The government-run Development Bank of the Philippines (DBP) is developing a mechanism that will impose lower rates on borrowings of smaller local government units (LGUs), a bank official said over the weekend.
Lawyer Rogelio V. Garcia, one of the four DBP directors from Southern Mindanao, said in a press conference over the weekend that the bank can even provide rate of as low as 3.5% to 4% a year to smaller towns from the regular 6.5% to 7% annually.
“That is now the concept that we are trying to develop and we are preparing a template for this,” Garcia said.
The bank, he added, can even extend the loan period as at present, the “basic length of the loan term of DBP is between seven to 10 years, but we can, of course, make some extension to (on the length of the term) depending on the project.”
This mechanism will be introduced to LGUs and cooperatives that are planning to avail of the program for water facilities that the Mindanao Development Authority (MinDA), in cooperation with the Department of Interior and Local Government and the bank, is preparing to roll out.
Secretary Emmanuel F. Piñol, MinDA chair, said LGUs and cooperatives can even make these facilities a business venture as “they could recover their investments.”
Among the first LGUs to express interest on the program was Compostela Valley (ComVal) which is crafting a P300 million bulk water project to supply potable water to its three towns.
Piñol said he and ComVal Gov. Jayvee Tyron L. Uy discussed the proposal, prompting MinDA to grant the province about P500,000 from its savings to draft the feasibility and engineering study of the water bulk facility of the province.
He said the fund will come from the savings of his agency and will help the province formulate its program with the Development Bank of the Philippines (DBP) will help fund.
“ComVal is actually looking at P300 million loan to provide water to Nabunturan and two other towns,” said Mr.

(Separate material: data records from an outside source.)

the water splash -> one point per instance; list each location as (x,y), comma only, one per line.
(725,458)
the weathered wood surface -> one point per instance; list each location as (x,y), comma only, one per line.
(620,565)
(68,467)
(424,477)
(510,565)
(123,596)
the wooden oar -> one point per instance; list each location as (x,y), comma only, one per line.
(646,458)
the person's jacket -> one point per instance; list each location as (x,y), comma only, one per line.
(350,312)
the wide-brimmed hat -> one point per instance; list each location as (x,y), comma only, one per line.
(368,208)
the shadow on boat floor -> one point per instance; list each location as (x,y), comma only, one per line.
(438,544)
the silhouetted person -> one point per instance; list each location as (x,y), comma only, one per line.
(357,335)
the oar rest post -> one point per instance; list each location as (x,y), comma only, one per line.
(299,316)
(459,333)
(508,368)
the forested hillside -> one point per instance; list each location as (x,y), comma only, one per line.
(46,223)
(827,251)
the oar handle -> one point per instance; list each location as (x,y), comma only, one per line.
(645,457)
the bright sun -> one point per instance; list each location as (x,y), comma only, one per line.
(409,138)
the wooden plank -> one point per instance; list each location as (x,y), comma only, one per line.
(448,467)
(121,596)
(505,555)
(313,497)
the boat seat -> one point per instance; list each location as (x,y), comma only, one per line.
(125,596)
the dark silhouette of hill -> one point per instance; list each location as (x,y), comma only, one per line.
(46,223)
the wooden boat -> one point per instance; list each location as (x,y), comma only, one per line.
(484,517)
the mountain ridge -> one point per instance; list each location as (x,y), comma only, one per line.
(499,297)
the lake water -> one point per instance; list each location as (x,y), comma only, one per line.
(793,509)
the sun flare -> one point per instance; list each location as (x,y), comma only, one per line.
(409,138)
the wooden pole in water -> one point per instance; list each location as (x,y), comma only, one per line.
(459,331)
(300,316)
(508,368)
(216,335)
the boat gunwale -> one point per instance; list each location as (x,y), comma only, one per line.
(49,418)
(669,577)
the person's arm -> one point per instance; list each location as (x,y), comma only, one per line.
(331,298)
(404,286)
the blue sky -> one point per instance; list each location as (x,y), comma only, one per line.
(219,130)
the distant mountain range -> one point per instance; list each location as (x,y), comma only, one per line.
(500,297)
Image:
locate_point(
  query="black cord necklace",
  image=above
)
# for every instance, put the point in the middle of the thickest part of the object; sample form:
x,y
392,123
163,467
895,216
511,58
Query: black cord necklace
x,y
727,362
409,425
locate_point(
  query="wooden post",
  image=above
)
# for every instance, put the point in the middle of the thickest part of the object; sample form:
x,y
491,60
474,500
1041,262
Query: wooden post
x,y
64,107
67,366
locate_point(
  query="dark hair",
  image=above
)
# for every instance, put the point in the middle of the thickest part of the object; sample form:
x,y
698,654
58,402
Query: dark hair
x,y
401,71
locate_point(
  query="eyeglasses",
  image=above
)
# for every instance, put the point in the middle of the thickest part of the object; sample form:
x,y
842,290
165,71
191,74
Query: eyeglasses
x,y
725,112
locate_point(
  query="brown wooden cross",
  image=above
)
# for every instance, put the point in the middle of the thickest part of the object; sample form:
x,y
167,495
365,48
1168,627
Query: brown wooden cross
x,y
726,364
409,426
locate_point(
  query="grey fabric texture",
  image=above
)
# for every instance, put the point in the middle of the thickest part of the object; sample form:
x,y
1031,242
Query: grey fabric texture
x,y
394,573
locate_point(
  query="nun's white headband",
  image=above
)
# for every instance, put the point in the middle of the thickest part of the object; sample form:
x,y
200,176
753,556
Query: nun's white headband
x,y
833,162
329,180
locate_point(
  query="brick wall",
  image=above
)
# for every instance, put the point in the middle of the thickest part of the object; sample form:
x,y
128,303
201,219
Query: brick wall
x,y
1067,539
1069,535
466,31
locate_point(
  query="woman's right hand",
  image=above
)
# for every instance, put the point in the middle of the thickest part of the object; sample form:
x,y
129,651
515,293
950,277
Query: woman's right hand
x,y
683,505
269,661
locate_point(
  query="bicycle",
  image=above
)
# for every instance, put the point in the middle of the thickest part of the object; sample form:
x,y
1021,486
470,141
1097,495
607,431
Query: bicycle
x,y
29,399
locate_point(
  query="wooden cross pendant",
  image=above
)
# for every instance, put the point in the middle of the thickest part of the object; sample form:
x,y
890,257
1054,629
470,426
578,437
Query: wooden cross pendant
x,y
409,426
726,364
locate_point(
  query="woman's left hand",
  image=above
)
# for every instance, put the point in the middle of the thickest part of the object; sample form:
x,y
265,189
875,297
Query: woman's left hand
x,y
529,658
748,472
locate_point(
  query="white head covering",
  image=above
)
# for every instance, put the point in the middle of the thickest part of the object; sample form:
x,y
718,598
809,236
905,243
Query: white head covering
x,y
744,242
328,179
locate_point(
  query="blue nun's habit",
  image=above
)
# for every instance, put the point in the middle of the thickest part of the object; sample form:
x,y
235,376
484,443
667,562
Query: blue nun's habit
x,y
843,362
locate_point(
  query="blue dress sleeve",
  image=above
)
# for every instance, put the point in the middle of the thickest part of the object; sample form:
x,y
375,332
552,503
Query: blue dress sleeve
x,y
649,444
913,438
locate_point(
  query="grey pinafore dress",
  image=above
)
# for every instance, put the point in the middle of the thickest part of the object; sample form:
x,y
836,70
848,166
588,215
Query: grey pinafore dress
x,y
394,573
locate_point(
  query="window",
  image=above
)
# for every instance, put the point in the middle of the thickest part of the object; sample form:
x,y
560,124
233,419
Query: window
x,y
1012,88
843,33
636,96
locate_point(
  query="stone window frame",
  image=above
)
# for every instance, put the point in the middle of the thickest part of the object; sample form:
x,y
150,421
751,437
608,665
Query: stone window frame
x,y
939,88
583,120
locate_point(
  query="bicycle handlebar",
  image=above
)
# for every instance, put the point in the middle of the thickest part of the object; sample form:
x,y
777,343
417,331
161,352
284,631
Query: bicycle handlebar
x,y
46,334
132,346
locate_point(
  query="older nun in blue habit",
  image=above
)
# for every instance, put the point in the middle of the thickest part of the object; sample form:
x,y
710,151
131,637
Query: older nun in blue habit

Piñol, adding that this might become among the biggest projects under the water program of his agency.
He said he and Uy were supposed to sign the agreement for the release of the fund last weekend, but the provincial board has yet to pass a resolution needed to authorize Uy to enter into the agreement.
For other provinces that want to emulate ComVal, Piñol said they need to wait for next year as the agency is looking at providing more assistance to them to craft their programs related to potable water and solar irrigation.
“(In providing more assistance to the local government units) our advantage is we have access to other funding agencies,” he said, in reference to international donor agencies like the Japan International Cooperation Agency, European Union, United States Agency for International Development and Australian Assistance for International Development, among others.
In a related development, Piñol said his agency is planning to put desalination facilities in island communities of the Bangsamoro Autonomous Region in Muslim Mindanao and Zamboanga Peninsula that are in dire need of potable water.
He said the facilities, which would either tap the technology from Israel, China and Italy will provide these “often neglected and overlooked (communities) in the country” with potable drinking water.